Research published in PLOS ONE in 2020 examined ashwagandha root extract supplementation specifically on sleep quality outcomes and found significant improvements in sleep onset latency, total sleep time, and sleep efficiency in adults with insomnia, compared to placebo. The proposed mechanism: by reducing HPA axis hyperactivation in the evening, ashwagandha may support the natural cortisol decline that the body needs before sleep can occur.

For people whose sleep struggles are primarily driven by an overactive stress response — racing thoughts, difficulty “switching off,” waking in the early hours — addressing cortisol through adaptogenic support may be a more targeted approach than melatonin alone.

Frequently Asked Questions About Ashwagandha for Stress Relief

How long does ashwagandha take to work for stress relief?

Based on clinical research, most people begin noticing subjective improvements in perceived stress within two to four weeks of consistent daily use. However, measurable reductions in serum cortisol — the biological marker most associated with the HPA axis — tend to appear more clearly at the six to eight week mark. A 2020 RCT found a 27.9% reduction in cortisol levels after 60 days.

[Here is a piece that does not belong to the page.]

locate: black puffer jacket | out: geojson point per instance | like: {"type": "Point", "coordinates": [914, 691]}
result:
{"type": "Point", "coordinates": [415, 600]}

Consistent daily use is the key variable: ashwagandha works through gradual regulatory effects on the stress-response system, not acute suppression.

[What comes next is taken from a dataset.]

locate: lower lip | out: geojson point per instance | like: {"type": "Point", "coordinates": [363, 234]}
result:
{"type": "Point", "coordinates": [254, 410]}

What’s the difference between standardized ashwagandha and generic ashwagandha?

Standardized ashwagandha extracts — like Sensoril® — are processed to guarantee a specific concentration of active withanolides, the bioactive compounds responsible for ashwagandha’s effects on cortisol and the HPA axis. Generic ashwagandha root powder may contain as little as 1–3% withanolides, while a standardized extract may deliver 5–10% or more. Clinical studies that have demonstrated significant stress-reduction effects have consistently used standardized extracts, not commodity powders. This is why the form you choose matters as much as the dose.

Can ashwagandha help with sleep as well as daytime stress?

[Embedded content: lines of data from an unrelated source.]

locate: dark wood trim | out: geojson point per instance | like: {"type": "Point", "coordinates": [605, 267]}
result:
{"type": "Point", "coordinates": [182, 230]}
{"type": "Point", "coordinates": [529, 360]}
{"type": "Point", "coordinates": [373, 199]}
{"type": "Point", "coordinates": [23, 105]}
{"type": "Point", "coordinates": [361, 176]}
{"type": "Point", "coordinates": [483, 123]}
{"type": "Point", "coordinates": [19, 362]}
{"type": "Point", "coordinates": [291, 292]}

Yes — and the connection is more direct than most people realize. Elevated cortisol in the evening hours is a significant driver of difficulty falling asleep and nighttime awakenings. By supporting healthier HPA axis regulation, ashwagandha may help facilitate the natural evening cortisol decline that the body needs to transition into sleep. A 2020 study published in PLOS ONE found that ashwagandha root extract supplementation significantly improved sleep onset latency, total sleep time, and sleep efficiency compared to placebo in adults with insomnia.

Is ashwagandha safe to use daily?

Short-to-medium-term daily use of standardized ashwagandha extracts has a strong safety record in clinical trials, with most studies running 8–12 weeks and reporting no serious adverse effects at doses between 240mg and 600mg of standardized extract. That said, long-term safety data beyond six months in humans remains limited, and some individuals report mild gastrointestinal discomfort with oral forms. People who are pregnant, have thyroid conditions, or take immunosuppressant medications should consult a healthcare professional before use. As with any supplement, individual responses vary.

Why might a transdermal ashwagandha patch work differently than a capsule?

Oral supplements must pass through the digestive system before entering the bloodstream — a process that introduces variability based on gut health, stomach acid, food intake, and individual metabolism. Transdermal delivery bypasses this first-pass digestive process, absorbing active compounds directly through the skin into circulation. This allows for steadier, more consistent delivery over time rather than a single concentration spike followed by a decline. For stress and calm applications, this steady-release model is particularly well suited — you want sustained support throughout the day, not a brief peak after a morning capsule.


*These statements have not been evaluated by the Food and Drug Administration. This product is not intended to diagnose, treat, cure, or prevent any disease. Always consult with a healthcare professional before starting any new supplement.